My mother cowered, waving her arms as if besieged by gnats. "I can't stand this!" she'd cry, trying to find an escape route. I'd take her arm and lead her to the safety of our car.
As she rolled up the windows despite the furious heat, I asked: "How could a woman who directed a day-care center for welfare mothers, surrounded all day by screaming kids, be intimidated by a few guys selling postcards and trinkets? Why were the kids any easier to handle?"
"I was bigger than they were," she replied.
Such aggression was not a problem in Udaipur. The relaxed city -- with its labyrinthine palaces, painting galleries and tradition of independence -- is a portal onto Rajasthan's past. Posh restaurants serve Mughal curries, and festooned boats ply the romantic lake.
Among Mom's few complaints was that there had been little natural charm in the places we visited. "The beauty in India," she said, "is all in the culture, the history, the monuments."
I hoped Udaipur would demonstrate otherwise.
We arrived at the Fateh Prakash Palace hotel and found a table at the outdoor restaurant. It was a sultry afternoon, and we surveyed the view over Lake Pichola -- with the Taj Lake Palace Hotel resting on its surface like a mirage.
"Well, this is lovely," Mom said as we munched on pakoras and sipped Kingfisher beers. A sitar and tabla duet played an afternoon raga. "It's good to finally see some natural beauty."
I kept silent, loath to remind her that the lake was artificial -- but she was a step ahead of me. "At least the mountains are natural," she said.
The next morning, we visited Nagda, a nearby temple complex built in the 10th century.
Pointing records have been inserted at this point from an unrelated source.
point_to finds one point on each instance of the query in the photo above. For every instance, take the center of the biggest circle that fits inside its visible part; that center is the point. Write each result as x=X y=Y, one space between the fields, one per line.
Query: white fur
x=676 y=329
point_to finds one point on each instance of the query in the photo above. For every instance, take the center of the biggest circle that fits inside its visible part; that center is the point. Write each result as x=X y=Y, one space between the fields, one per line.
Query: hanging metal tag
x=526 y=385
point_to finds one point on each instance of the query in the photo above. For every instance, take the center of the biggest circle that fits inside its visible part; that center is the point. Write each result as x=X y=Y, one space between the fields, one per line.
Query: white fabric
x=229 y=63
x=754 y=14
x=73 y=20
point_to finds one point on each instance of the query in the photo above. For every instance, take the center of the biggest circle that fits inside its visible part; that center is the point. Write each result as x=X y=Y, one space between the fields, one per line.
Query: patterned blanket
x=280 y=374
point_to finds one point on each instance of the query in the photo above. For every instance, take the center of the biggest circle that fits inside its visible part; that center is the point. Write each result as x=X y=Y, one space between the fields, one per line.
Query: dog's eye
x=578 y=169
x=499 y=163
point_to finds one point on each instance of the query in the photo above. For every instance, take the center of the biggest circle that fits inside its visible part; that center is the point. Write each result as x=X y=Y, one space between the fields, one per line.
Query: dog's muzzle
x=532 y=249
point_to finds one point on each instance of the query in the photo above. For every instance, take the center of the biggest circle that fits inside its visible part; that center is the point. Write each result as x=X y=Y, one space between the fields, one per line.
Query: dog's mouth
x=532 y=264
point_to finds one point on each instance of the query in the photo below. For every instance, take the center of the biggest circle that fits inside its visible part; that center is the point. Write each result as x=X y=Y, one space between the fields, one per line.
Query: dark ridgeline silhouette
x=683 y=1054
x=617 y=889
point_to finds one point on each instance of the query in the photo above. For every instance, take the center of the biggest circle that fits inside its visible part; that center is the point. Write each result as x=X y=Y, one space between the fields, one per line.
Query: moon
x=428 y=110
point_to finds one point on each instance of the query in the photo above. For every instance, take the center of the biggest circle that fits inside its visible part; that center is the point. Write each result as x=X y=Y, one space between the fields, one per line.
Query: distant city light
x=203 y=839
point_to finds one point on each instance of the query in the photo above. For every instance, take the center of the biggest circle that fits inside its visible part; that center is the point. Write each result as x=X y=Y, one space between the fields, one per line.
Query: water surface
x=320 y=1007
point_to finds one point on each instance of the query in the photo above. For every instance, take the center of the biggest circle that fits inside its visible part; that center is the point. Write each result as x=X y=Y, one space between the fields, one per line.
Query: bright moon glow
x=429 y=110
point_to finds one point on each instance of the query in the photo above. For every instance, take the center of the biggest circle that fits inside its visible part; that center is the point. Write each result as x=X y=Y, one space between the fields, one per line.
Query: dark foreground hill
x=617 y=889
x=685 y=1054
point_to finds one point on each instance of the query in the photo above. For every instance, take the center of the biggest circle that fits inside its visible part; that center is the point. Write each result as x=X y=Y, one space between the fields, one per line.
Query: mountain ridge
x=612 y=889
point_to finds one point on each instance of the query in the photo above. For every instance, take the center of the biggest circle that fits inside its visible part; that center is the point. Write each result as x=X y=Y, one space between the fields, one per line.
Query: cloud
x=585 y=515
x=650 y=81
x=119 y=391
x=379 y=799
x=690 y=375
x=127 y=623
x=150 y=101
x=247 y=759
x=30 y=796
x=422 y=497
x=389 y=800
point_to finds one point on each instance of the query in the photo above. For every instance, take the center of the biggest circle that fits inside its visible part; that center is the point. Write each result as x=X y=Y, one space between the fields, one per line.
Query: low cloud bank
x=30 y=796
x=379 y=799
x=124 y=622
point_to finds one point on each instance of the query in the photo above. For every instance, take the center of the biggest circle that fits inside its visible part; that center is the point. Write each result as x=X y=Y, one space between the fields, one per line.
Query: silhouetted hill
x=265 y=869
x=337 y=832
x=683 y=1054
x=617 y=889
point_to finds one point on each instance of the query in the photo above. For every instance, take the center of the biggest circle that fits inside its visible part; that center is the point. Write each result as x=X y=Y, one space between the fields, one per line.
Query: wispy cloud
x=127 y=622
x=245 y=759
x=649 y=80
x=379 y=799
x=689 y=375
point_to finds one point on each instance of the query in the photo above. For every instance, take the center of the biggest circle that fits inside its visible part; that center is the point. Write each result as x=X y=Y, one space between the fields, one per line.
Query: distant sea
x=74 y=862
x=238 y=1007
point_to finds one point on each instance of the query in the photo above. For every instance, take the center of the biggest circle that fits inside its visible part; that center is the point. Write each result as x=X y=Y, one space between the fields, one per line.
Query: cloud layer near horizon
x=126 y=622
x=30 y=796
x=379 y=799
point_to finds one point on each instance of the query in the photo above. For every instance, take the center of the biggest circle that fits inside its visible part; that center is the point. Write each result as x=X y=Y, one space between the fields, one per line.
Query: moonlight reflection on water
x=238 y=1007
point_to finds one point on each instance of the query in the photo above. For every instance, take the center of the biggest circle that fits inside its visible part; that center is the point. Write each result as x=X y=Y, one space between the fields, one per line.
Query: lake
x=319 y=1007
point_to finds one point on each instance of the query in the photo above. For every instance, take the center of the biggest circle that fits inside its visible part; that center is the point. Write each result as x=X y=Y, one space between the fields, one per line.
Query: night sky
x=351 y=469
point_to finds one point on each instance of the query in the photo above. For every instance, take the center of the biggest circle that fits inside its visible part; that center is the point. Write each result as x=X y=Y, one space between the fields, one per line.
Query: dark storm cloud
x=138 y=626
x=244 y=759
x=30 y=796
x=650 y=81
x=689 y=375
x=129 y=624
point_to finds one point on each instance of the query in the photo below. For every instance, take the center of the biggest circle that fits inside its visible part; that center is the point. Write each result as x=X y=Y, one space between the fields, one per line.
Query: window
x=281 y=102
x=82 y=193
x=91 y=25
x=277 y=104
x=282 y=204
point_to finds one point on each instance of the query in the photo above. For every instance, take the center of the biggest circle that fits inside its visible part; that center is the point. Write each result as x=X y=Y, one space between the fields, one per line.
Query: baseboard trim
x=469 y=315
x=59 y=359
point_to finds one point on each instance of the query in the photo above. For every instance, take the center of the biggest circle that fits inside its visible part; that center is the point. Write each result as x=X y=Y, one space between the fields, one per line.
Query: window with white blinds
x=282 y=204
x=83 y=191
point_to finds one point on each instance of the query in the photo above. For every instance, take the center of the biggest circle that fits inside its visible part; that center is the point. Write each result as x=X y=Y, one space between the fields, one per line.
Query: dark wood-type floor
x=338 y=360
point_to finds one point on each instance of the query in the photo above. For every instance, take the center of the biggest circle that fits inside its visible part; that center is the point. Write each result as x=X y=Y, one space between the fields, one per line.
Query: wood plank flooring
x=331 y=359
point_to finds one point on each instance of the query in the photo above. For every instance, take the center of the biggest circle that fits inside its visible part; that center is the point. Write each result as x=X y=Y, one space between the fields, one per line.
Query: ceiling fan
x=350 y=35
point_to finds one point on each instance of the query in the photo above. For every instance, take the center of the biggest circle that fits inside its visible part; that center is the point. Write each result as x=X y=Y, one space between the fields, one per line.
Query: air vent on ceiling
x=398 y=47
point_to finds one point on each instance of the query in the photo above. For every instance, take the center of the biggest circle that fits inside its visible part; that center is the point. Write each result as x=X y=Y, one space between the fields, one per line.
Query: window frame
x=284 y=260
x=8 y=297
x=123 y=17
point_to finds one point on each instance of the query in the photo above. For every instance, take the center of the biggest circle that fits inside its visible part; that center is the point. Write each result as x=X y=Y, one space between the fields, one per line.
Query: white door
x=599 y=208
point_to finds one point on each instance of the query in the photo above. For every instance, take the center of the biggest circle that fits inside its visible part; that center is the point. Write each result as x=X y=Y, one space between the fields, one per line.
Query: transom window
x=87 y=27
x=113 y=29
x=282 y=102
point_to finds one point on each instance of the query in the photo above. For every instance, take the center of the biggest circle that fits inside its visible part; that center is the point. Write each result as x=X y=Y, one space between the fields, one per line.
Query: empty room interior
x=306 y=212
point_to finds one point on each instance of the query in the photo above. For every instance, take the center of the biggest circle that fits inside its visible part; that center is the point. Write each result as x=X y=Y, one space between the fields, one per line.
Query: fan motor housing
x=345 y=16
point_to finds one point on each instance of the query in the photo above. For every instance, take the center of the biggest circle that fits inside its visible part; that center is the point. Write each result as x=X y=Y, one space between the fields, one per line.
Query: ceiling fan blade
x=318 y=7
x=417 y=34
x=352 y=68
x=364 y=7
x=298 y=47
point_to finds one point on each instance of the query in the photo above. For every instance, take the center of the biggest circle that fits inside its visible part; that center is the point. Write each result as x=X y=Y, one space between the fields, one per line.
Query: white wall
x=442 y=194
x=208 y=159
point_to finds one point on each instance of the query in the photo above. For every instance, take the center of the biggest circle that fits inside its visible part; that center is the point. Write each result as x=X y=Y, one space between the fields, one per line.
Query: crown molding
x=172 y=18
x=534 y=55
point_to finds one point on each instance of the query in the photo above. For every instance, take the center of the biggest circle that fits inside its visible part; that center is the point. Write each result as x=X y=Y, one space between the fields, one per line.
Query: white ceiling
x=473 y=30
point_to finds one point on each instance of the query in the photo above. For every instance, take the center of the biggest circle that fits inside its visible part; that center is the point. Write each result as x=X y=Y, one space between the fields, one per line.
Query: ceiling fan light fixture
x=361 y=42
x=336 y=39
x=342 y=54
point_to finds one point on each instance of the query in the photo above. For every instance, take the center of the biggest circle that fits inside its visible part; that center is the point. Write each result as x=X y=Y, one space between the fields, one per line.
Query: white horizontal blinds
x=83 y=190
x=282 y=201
It was an unexpected gem, surrounded by flowers and trees. The ancient Hindu shrines were covered inside and out with exquisite marble carvings. Here, again, was a place where natural and cultural beauty worked together. It put my mother in an expansive mood.
Before leaving, we stopped at a table where an artist was selling small, modernistic statues of Ganesh, the elephant-headed god of auspicious beginnings. Mom purchased one.
Idol-worship is forbidden in Judaism. But Indian gods and goddesses are so colorful and compelling that Jewish travelers in Asia often succumb to the "Golden Calf syndrome." But my mother?
"Amazing," I said. "I never thought I'd see you, of all people, buying a graven image!"
She shrugged. "I won't pray to this. It's just a fanciful, mythological creature. A souvenir, not a manifestation of God."